Needless to say, we will place a particular emphasis on health, wellness and sustainability in our new programs and spaces. For example, disposable containers and plastic cutlery will be replaced with china and flatware, and we will install dimmable LED lighting, as part of our waste reduction and energy efficiency strategy. This is a moment of great excitement for our community, as the new kitchen and dining hall represent the first steps of our ambitious Master Plan. 

In the coming months you will be hearing more about this project, for which our recent philanthropy survey showed positive support, as our aim is to complete it with your help to coincide with the start of the school year so as to make the most of our new food services partnership. I look forward to welcoming you to our new dining hall with good food and a toast to our school’s future. 

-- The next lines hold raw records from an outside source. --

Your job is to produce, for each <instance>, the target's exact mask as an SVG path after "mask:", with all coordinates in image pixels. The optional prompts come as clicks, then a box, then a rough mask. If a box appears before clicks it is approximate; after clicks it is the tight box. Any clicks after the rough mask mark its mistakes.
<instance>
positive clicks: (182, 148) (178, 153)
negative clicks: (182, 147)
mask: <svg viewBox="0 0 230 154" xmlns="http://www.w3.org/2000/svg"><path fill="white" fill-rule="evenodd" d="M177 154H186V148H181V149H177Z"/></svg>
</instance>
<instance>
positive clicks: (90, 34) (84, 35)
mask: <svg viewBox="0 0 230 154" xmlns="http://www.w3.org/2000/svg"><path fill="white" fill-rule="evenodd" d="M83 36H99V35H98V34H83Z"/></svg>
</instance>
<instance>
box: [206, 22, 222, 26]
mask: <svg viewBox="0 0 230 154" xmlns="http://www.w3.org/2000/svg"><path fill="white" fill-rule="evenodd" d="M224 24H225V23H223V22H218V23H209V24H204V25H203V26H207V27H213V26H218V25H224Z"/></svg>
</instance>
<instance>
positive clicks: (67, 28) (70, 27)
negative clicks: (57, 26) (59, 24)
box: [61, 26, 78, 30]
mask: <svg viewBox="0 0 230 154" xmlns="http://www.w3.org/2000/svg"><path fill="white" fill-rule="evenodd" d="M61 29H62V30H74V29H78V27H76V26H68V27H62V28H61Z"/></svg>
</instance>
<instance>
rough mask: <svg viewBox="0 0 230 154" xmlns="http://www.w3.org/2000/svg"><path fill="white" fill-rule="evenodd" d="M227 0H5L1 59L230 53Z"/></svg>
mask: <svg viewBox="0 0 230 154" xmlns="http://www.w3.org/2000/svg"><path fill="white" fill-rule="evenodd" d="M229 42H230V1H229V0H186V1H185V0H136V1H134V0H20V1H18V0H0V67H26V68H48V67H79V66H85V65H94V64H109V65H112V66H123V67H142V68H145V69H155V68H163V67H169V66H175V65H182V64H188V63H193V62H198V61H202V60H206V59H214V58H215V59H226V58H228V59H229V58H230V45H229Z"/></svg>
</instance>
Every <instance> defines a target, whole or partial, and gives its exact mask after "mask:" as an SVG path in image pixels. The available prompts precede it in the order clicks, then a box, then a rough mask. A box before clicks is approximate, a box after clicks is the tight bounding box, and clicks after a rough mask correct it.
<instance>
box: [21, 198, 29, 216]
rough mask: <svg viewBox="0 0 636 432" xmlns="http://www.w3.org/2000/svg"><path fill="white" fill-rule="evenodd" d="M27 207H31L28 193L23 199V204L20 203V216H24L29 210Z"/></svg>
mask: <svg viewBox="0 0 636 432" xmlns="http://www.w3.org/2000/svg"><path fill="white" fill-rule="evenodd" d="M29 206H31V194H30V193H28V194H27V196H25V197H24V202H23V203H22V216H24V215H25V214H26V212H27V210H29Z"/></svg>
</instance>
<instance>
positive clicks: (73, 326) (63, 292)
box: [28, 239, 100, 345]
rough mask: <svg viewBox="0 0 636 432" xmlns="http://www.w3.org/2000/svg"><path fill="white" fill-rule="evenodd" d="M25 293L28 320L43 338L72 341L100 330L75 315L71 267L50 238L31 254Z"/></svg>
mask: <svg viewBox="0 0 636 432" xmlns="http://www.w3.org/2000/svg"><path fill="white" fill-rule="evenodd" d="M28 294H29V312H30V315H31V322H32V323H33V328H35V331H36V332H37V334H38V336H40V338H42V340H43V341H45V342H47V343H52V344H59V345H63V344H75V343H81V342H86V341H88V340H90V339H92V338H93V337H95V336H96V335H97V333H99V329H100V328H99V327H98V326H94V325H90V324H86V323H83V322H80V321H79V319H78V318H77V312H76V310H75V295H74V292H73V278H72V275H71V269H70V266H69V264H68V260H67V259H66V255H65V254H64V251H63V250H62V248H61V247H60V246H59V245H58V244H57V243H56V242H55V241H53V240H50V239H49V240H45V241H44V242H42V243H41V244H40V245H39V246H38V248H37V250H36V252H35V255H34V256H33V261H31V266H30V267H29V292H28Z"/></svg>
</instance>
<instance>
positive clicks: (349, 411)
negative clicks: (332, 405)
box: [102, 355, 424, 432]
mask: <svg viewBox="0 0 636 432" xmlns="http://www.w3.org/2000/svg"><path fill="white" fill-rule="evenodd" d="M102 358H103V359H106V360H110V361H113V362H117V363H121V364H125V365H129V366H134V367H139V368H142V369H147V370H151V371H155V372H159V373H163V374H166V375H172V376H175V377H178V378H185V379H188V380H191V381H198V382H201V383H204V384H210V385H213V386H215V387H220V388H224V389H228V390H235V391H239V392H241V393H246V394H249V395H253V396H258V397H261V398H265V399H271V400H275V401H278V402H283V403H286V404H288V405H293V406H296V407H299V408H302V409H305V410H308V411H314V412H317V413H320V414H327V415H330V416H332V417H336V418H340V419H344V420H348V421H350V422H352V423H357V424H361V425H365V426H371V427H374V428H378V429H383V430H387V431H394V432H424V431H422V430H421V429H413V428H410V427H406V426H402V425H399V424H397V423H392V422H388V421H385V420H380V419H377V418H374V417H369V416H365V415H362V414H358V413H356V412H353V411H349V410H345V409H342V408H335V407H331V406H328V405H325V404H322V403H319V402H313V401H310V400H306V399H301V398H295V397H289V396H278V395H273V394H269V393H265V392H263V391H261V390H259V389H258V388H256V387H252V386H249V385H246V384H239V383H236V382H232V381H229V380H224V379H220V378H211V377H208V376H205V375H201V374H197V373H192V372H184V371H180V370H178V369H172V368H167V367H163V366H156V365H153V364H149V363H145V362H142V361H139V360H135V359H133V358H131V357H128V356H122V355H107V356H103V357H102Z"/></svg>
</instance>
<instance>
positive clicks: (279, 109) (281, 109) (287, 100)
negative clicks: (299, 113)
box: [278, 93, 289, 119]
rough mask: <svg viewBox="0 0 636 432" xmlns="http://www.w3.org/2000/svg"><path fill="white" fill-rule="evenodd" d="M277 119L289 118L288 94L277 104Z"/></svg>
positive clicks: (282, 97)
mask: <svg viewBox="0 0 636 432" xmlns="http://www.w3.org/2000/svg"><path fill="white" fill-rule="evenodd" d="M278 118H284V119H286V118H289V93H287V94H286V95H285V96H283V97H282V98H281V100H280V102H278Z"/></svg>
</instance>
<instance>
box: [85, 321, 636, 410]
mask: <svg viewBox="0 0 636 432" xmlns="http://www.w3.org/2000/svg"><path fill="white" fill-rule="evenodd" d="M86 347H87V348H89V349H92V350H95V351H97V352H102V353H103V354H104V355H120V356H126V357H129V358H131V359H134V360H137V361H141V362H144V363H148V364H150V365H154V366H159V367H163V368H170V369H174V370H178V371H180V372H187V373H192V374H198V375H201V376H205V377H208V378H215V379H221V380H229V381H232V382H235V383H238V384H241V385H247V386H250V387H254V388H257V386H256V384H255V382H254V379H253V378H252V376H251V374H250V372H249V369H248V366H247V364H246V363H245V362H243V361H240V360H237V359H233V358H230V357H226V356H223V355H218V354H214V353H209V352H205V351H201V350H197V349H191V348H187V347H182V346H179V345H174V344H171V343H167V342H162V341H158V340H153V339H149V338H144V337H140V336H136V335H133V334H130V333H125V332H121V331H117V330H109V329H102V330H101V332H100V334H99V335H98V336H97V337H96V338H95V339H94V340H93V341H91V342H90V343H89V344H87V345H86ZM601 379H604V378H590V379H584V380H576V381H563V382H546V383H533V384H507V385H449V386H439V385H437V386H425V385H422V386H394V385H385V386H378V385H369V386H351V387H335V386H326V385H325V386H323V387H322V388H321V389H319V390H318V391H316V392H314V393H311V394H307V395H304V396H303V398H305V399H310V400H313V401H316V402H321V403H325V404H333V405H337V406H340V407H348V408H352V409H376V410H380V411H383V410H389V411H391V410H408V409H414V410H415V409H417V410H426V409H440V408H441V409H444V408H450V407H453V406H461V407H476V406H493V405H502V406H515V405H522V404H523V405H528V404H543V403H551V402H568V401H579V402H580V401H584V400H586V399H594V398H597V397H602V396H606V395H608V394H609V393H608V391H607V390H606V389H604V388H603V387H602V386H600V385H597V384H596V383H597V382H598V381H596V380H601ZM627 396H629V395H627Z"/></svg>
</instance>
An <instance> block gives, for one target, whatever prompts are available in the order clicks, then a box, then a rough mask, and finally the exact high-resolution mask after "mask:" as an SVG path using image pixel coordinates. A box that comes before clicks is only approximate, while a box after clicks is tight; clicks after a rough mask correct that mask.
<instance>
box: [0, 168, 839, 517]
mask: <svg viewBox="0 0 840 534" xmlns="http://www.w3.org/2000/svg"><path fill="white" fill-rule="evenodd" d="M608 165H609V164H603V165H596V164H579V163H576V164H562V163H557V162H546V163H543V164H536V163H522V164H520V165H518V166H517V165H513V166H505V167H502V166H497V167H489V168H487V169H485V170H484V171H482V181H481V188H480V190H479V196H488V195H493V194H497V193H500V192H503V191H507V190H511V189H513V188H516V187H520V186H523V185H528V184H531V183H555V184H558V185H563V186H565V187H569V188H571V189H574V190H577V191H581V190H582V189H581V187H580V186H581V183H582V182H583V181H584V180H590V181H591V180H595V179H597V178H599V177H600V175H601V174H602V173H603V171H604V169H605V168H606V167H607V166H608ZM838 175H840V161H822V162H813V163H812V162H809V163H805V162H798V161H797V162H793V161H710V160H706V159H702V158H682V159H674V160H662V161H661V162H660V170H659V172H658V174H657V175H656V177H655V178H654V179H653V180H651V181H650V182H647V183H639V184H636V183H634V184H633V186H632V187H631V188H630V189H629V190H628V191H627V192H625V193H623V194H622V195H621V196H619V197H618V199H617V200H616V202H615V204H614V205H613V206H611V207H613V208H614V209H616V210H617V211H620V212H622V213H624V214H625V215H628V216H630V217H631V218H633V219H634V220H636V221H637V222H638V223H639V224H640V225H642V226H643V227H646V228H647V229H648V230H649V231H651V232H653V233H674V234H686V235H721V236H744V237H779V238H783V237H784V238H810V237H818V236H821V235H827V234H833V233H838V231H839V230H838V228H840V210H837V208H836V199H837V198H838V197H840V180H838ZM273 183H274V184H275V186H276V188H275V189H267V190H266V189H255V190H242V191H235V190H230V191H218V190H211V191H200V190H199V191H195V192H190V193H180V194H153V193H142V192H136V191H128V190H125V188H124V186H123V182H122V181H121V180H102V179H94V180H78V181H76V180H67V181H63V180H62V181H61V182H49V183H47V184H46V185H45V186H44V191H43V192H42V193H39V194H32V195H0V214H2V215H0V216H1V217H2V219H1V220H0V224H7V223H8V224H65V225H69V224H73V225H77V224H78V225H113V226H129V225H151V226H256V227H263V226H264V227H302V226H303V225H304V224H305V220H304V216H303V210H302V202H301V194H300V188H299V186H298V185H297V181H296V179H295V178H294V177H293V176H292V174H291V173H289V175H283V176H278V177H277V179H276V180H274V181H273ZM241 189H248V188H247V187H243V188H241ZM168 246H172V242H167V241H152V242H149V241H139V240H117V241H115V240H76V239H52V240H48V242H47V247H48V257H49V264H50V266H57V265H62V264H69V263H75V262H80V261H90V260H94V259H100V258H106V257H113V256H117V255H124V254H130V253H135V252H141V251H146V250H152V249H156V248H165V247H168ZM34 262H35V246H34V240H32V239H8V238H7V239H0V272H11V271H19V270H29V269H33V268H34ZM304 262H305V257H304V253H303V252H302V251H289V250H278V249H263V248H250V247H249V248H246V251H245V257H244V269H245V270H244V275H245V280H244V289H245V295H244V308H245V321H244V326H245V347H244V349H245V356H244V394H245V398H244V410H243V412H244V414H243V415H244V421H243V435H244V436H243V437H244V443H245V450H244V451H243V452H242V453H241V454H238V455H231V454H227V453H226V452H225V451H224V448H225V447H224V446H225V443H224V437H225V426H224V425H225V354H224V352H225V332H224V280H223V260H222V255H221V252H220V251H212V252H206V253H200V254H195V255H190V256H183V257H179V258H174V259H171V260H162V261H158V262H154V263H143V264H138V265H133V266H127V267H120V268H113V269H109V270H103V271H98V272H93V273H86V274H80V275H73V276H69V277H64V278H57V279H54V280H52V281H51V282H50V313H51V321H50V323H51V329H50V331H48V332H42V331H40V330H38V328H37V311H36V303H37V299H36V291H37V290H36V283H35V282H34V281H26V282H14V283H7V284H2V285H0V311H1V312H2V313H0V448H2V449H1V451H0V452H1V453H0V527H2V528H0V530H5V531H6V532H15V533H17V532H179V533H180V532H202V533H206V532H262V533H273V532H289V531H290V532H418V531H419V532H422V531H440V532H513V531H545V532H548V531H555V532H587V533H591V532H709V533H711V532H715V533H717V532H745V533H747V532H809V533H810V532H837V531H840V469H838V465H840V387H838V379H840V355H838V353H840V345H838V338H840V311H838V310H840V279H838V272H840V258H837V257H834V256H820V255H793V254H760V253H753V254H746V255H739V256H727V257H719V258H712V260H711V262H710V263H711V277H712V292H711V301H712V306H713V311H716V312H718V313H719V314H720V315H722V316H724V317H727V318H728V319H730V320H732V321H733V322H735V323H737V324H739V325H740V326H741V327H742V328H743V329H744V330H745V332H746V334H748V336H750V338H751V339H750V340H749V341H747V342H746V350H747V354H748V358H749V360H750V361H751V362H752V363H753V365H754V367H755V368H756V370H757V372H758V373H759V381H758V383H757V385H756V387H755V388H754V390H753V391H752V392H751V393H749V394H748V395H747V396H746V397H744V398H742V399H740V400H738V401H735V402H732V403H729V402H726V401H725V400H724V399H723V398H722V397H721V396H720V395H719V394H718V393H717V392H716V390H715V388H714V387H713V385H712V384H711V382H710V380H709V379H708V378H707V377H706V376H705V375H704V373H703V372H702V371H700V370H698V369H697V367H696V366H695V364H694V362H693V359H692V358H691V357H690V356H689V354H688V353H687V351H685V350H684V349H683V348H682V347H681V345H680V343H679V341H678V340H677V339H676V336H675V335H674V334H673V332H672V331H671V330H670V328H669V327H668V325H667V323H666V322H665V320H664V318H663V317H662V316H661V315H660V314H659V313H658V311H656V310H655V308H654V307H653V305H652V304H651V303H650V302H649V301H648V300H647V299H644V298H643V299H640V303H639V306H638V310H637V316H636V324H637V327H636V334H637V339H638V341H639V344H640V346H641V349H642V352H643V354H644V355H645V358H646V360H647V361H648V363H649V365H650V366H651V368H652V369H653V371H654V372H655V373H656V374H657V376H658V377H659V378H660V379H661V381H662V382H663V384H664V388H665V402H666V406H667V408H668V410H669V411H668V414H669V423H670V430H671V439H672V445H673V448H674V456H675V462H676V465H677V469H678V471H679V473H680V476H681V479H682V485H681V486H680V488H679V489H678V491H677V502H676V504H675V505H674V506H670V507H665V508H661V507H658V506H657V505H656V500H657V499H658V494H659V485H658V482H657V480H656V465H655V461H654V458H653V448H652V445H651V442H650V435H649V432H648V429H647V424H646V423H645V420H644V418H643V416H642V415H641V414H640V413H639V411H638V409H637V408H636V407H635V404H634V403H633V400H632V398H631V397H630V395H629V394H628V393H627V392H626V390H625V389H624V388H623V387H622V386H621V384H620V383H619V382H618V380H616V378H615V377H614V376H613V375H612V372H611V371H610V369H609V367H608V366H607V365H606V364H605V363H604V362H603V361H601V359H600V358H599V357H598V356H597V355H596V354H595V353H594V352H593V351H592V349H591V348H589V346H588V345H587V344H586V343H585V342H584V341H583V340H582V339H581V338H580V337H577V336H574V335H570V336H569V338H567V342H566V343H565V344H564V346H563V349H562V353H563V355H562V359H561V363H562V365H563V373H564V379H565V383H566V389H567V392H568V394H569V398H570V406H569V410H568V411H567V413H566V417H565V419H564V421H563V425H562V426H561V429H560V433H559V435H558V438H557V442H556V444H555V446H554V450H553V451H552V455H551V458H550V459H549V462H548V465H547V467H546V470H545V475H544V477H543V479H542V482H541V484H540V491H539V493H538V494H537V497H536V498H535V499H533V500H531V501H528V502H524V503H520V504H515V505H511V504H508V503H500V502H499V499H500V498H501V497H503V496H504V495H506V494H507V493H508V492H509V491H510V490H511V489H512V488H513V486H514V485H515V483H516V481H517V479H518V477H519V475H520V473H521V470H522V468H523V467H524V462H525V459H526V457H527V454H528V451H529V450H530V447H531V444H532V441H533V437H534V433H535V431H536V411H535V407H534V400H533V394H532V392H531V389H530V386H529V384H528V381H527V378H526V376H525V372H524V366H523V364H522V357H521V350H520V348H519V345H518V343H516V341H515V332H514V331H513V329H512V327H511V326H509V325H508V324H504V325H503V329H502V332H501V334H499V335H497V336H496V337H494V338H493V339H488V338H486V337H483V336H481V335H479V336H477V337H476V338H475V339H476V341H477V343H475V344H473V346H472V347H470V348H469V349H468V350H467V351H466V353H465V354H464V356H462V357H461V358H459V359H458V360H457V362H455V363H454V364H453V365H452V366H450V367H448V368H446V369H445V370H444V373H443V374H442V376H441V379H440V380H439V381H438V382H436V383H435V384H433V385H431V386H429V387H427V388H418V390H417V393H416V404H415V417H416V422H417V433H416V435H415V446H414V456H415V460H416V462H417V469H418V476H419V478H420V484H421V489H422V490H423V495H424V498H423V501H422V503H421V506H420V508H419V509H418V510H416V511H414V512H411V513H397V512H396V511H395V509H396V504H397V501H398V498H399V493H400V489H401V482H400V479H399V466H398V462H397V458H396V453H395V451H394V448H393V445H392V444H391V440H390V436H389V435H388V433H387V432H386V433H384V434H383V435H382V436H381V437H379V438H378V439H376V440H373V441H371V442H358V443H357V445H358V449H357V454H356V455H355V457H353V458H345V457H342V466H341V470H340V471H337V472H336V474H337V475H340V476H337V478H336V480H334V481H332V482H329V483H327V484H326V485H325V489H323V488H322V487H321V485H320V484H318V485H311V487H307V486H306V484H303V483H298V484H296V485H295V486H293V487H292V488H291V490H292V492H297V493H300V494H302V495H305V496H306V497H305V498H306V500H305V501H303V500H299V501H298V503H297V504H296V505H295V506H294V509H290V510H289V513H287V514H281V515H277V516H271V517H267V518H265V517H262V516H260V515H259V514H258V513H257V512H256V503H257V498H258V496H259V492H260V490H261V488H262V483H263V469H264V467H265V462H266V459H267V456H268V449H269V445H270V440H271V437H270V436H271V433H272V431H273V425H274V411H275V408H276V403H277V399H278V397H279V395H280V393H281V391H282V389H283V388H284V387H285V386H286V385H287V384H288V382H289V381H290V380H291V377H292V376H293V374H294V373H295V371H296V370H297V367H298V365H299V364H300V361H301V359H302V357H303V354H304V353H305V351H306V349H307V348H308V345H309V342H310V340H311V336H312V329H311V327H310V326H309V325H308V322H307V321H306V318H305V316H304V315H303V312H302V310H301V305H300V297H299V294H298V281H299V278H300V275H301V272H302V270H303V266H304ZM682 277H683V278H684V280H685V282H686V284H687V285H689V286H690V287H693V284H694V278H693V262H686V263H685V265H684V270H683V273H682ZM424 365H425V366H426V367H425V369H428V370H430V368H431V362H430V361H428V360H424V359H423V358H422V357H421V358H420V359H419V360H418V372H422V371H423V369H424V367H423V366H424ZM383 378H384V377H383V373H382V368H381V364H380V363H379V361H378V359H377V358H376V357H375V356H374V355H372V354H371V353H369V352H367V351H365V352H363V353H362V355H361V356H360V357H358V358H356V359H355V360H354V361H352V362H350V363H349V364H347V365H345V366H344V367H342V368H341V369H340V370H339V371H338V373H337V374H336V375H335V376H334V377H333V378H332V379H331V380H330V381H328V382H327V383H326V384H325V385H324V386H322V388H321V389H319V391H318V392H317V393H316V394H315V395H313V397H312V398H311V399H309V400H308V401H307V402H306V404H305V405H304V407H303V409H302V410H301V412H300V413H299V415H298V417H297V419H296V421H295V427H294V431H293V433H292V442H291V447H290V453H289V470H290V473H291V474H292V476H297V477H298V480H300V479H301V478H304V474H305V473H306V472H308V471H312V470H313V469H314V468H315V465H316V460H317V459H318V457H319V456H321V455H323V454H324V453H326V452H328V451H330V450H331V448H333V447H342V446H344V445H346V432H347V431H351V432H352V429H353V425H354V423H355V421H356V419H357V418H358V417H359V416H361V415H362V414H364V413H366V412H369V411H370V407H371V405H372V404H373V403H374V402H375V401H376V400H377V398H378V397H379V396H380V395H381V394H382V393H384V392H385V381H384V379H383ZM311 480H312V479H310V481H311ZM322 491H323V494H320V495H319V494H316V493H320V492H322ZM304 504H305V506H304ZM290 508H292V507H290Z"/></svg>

To conclude, please allow me to tell you a related story about my great-grandmother, who loved lentil soup and for whom cooking was nothing short of an atavistic ritual. She kept her lentils in a glass container and, in order to instil patience into me, she would ask me to spread them on the kitchen table and go through them one by one to ensure that I could separate and discard the tiny stones that had been mixed in by mistake. It took me at least an hour to perform this delicate operation, but I always did it as conscientiously as I could, as I did not want to disappoint her or to risk breaking a tooth if one of the stones got into the soup. When I had finished, she would put the lentils in a large pan full of spring water, with other ingredients such as coarsely cut potatoes, a whole tomato, a few slices of her favourite Andalusian sausage, several unpeeled cloves of garlic, bay leaves, a smattering of olive oil and a generous pinch of salt. 

I can still remember the bubbling sound of the broth boiling slowly on the stove. I can still remember its rich aroma, which transported me to the far-off lands where my great-grandmother had been born on a cold winter night in the late 19th century. Most importantly, I can still remember her love for me. 

Who knows? Maybe food is magical after all.